The guidelines, titled “Catechesis and Policy on Questions Concerning Gender Theory,” were released by the Archdiocese of Milwaukee this week. Citing opposition to “gender theory,” the document mandates that “all interactions and policies, parishes, organizations, and institutions are to recognize only a person’s biological sex.”
Among the policies laid out include a ban on the use of preferred pronouns “in speech or in writing” at any diocesan institutions, saying that doing so “opposes the truth of our sexual unity.” Assigned sex (the sex category on a birth certificate) is to be used as the basis for determining a person’s involvement in all gender-differentiated facilities, dress codes, athletic or extracurricular activities, or institutions, like schools.
Although other dioceses have already implemented similar policies, one new development in these guidelines is a prohibition on certain medical treatments that transgender people might use as part of transitioning. The policy reads, in part:
“No person is permitted to have on-site or to distribute any medications for the purpose of gender reassignment [sic]. Also, students and those entrusted to the care of the Church are not permitted to take ‘puberty blockers,’ even if self-administered, on parish or school property, with the purpose of a potential or actual ‘gender reassignment.'”
At the conclusion of the policies, there is a single line about church institutions and organizations taking steps to “avoid bullying and to protect the integrity of those who may express tension or concerns about their biological sex.”
According to Archbishop Jerome Listecki, the leader of the Archdiocese of Milwaukee, the policy applies “but is not limited to, all Church employees, personnel, volunteers, and those entrusted to the care of the Church.”
The guidelines were developed by an Ad Hoc Committee of the Archdiocesan Healthcare and Bioethics Committee led by Fr. Javier Bustos. The documents sources include the writings of Pope Francis and his immediate predecessors, the Vatican Congregation for Catholic Education’s gender identity instruction, and the anti-transgender policy of the Diocese of Arlington.
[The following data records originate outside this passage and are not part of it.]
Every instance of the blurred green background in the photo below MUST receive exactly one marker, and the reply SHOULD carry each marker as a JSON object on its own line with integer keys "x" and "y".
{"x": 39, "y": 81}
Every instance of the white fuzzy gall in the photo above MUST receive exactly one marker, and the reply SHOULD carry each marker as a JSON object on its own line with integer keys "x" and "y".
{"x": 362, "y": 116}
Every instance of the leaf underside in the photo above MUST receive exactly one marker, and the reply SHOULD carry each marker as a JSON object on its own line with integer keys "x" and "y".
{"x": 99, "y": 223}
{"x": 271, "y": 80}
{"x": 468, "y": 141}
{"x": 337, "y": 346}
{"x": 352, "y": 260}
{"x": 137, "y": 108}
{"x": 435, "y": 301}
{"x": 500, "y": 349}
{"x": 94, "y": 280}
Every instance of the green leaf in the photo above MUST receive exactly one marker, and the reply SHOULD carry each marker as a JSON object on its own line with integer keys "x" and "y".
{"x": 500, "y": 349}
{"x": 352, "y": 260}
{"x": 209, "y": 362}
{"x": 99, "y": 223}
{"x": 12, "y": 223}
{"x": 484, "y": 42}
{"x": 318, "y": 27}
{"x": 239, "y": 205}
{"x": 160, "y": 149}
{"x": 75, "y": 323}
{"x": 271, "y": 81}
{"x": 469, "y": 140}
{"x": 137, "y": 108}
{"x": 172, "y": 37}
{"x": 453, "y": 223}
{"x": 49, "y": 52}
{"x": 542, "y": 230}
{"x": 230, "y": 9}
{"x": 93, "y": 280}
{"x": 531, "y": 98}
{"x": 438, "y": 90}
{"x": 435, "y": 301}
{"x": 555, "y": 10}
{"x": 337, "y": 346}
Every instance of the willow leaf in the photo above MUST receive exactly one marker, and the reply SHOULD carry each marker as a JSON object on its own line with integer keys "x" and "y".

The Archdiocese of Milwaukee joins the growing number of U.S. diocese that have issued anti-transgender policies in the past two years, including Marquette, Arlington, Lansing, St. Louis, Indianapolis, and Springfield, Illinois. In addition, Archbishop Listecki previously called for “special vigilance” to prevent trans men from entering seminaries, suggesting that invasive medical exams could be part of the screening process.
While not limited to youth, such policies disproportionately impact gender-diverse young people in Catholic education and parish life, and do so in period of particular vulnerability for them. By not referencing any scientific literature on gender, the Archdiocese of Milwaukee does not qualify as any sort of authority on transition-related healthcare. By ignoring what science and medicine reveal about the best ways to care for trans youth, Archbishop Listecki and his staff are endangering the safety of children and adults.